Forum Moderators: coopster

Message Too Old, No Replies

non sgml characters coming out of my db

preventing some pages from validating

         

HelenDev

2:36 pm on May 24, 2004 (gmt 0)

WebmasterWorld Senior Member 10+ Year Member



Does anyone know what non SGML character number 148 is?

I think it is a little boxy thing, how do I weed this out and stop it causing validation errors? I think it got there from me endlessly copying and pasting into my db.
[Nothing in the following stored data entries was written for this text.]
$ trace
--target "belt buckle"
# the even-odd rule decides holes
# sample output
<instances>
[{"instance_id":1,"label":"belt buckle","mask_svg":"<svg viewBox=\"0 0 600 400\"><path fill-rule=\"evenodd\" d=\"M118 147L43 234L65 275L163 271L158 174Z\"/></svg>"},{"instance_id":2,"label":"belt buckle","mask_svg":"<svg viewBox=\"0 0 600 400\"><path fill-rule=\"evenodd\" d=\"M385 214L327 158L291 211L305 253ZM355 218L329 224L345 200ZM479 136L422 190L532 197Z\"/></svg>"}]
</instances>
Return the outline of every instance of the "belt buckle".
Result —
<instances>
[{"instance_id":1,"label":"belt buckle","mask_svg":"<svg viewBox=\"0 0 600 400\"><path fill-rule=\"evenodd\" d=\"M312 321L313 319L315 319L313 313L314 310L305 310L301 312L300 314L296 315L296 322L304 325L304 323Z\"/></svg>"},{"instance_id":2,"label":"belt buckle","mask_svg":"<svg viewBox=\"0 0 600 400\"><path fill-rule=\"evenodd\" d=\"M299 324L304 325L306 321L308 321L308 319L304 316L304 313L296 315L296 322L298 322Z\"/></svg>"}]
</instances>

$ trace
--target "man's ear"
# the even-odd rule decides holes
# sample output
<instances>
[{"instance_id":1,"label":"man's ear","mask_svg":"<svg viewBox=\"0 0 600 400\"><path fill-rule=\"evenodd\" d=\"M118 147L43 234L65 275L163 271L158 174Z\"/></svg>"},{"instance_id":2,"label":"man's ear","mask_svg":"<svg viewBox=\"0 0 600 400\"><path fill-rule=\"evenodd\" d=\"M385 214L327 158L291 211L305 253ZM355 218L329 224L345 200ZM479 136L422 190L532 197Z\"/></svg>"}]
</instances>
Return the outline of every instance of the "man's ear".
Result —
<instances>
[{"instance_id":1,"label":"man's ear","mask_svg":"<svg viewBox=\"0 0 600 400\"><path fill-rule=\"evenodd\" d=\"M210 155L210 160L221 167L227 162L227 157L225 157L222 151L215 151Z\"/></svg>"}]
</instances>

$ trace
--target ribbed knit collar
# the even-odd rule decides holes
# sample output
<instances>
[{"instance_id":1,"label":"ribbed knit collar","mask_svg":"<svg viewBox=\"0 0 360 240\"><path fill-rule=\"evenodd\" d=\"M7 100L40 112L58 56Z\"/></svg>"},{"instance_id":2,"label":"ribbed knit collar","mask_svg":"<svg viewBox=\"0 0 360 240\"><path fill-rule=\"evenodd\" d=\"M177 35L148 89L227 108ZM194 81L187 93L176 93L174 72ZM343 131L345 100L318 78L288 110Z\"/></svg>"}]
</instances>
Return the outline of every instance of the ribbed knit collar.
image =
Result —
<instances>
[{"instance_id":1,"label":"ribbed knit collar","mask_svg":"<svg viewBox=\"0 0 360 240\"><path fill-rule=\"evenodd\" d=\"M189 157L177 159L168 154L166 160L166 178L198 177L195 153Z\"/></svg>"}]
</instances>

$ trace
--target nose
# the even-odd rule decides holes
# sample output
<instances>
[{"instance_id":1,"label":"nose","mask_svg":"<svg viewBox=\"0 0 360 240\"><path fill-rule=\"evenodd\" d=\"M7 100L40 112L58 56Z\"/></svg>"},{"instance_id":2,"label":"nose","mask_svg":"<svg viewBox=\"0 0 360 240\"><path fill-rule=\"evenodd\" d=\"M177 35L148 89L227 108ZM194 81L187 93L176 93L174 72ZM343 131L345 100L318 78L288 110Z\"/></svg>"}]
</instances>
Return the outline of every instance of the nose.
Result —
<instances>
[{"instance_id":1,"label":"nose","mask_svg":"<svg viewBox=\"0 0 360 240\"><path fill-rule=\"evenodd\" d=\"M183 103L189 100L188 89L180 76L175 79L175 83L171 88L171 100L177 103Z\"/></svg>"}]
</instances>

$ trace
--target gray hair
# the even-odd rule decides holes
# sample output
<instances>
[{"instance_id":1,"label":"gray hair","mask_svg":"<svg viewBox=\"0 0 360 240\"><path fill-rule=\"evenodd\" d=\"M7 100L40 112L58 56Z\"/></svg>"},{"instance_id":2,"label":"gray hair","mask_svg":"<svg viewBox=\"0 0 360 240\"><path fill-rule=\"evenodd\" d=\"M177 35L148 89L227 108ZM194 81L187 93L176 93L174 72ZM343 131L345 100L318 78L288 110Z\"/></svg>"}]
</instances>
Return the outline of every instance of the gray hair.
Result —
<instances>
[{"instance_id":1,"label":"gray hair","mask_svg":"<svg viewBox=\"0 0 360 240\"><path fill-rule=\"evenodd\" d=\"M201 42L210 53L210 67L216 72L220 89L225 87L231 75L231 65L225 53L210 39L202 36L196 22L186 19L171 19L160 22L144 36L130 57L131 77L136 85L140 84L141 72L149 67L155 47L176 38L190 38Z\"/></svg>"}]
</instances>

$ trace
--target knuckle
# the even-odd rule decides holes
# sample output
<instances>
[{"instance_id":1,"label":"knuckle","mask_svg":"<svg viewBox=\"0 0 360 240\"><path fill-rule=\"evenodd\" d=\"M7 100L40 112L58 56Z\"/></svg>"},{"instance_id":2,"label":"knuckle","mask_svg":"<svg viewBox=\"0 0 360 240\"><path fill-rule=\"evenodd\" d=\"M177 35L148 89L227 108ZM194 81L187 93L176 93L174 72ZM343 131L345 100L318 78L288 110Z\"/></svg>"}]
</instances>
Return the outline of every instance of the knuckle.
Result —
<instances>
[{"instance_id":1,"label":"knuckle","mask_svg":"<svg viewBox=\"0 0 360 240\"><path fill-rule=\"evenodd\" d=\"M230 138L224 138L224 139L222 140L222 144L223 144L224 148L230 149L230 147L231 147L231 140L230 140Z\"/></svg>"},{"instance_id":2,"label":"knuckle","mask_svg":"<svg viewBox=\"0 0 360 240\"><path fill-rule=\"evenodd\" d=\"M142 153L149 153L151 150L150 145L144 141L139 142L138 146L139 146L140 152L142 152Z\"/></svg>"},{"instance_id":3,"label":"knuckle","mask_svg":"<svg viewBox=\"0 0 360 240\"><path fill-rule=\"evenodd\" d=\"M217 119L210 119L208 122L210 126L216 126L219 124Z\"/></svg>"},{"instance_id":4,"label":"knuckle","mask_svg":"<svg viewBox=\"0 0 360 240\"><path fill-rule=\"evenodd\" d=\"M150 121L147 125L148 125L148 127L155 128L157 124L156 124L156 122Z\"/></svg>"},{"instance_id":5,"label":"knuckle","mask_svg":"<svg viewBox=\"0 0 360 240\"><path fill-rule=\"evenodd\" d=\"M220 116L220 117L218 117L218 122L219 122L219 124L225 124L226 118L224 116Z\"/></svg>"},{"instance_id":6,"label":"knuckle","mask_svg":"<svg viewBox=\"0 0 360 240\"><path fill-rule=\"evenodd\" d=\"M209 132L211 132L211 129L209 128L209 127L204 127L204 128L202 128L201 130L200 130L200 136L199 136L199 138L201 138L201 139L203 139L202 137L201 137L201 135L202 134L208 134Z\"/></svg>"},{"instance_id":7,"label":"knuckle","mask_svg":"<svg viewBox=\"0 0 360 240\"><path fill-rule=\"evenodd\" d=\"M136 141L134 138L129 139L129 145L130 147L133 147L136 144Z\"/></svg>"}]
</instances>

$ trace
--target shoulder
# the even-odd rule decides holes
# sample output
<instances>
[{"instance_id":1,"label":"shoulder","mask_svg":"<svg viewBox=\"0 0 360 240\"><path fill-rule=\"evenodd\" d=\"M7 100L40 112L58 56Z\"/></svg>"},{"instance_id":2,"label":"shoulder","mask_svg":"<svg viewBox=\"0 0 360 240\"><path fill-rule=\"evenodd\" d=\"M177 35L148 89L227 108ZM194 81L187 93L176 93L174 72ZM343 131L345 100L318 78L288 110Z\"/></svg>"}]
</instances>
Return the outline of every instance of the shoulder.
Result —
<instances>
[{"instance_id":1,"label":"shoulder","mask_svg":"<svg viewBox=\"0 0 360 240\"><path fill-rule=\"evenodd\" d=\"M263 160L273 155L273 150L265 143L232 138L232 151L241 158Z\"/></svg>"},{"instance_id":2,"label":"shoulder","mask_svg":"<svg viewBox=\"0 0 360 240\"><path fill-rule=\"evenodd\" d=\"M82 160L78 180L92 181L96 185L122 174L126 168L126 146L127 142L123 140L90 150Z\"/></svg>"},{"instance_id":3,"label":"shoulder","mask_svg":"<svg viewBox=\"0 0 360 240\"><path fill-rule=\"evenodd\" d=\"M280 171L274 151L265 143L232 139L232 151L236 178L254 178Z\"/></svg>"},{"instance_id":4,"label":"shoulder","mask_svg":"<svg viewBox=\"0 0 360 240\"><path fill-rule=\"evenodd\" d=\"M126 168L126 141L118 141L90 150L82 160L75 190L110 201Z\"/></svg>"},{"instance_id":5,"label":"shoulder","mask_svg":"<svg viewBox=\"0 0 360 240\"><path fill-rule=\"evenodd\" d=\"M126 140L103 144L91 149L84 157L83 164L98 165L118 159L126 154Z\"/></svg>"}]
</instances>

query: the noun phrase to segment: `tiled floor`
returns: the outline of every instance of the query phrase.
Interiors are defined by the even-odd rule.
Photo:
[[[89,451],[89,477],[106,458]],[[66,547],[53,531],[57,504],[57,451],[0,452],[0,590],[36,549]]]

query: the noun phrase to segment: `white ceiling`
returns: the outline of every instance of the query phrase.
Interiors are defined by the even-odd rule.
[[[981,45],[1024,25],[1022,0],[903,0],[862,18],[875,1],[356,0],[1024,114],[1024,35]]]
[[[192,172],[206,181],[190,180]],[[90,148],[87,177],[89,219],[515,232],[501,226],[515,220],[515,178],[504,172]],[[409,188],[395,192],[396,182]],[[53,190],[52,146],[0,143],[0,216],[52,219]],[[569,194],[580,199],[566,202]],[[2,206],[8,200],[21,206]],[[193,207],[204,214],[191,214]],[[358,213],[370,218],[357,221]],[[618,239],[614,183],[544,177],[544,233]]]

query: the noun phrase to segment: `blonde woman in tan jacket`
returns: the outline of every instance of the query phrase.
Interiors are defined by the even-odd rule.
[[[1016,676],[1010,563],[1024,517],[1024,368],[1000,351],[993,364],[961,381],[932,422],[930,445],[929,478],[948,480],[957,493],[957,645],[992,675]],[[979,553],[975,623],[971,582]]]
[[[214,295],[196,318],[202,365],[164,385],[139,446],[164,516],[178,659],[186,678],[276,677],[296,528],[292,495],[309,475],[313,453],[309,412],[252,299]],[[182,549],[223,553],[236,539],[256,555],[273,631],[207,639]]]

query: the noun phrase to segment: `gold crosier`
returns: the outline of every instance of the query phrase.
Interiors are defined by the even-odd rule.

In case it is also important, I edit the db in access and upload to mysql.

HelenDev

4:01 pm on May 24, 2004 (gmt 0)

WebmasterWorld Senior Member 10+ Year Member



Another thought... this is the charset tag that I am using in the head of my pages - will this have any effect and should I change it?


<meta http-equiv="Content-Type" content="text/html; charset=iso-8859-1">

jatar_k

6:26 pm on May 24, 2004 (gmt 0)

WebmasterWorld Administrator 10+ Year Member



could it be ö?

I use an accented character replace function before I input to my db.

from user comments here
[ca.php.net...]

function removeaccents($string){
return strtr(
strtr($string,
'ŠŽšžŸÀÁÂÃÄÅÇÈÉÊËÌÍÎÏÑÒÓÔÕÖØÙÚÛÜÝàáâãäåçèéêëìíîïñòóôõöøùúûüýÿ',
'SZszYAAAAAACEEEEIIIINOOOOOOUUUUYaaaaaaceeeeiiiinoooooouuuuyy'),
array('Þ' => 'TH', 'þ' => 'th', 'Ð' => 'DH', 'ð' => 'dh', 'ß' => 'ss',
'Œ' => 'OE', 'œ' => 'oe', 'Æ' => 'AE', 'æ' => 'ae', 'µ' => 'u'));
}

that might help

HelenDev

8:05 am on May 25, 2004 (gmt 0)

WebmasterWorld Senior Member 10+ Year Member



Thanks for the reply, jatar_k.

could it be ö?

I don't think it can be that because I'm pretty sure I don't have any of these in my db. What I do have is lots of " and a few boxy things which are invisible on the actual page itself and in the db. Here is exactly what the validator said...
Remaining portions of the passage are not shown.